The country’s Ministry of Trade and Industry yesterday revealed in a preliminary report that the country’s GDP was up 2.1% in the three months to June from the same quarter of 2013, sharply slower than the 4.7% growth rate seen in the March quarter of this year.
Thanks to an unexpected slide in manufacturing activity, GDP fell 0.8% in the quarter ending June 30 from the March quarter’s 1.6% quarter on quarter growth.
The slowdown took the market and analysts by surprise with the consensus forecast for a rise of 2.2% in the quarter from the three months to March.
Singapore GDP shrinks
Gross domestic product for the three months to June 30 fell 0.8% on a seasonally adjusted and annualised basis compared with the previous quarter, according to advance estimates by the Ministry of Trade and Industry on Monday. This compared with a revised 1.6% increase in the first quarter.
Manufacturing output rose by only 0.2% year on year in the second quarter, compared with a 9.9% expansion in the March quarter.
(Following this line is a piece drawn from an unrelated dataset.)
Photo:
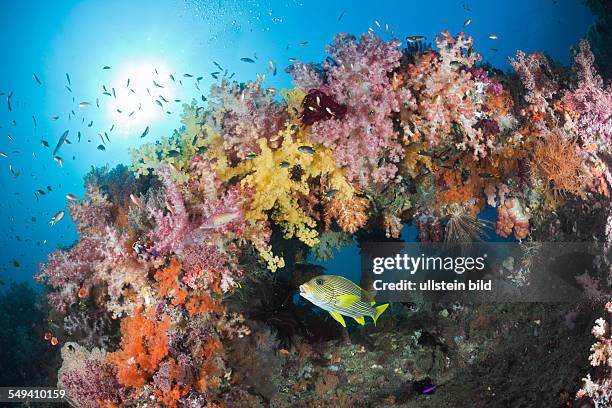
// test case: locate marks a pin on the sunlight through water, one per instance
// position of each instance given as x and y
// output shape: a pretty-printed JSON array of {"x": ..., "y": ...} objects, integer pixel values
[{"x": 142, "y": 94}]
Services output grew 2.8% on year in the three-month period, while the construction sector expanded 5%.
On a seasonally adjusted and annualised basis, the services sector grew 5.2% in the second quarter from the first quarter, but manufacturing contracted 19.4%.
Construction expanded 2.6%, up from the 0.5% growth rate seen in the first quarter.
The fall in manufacturing "was largely due to a contraction in electronics output and slower growth in transport engineering output", according to the Trade department’s report.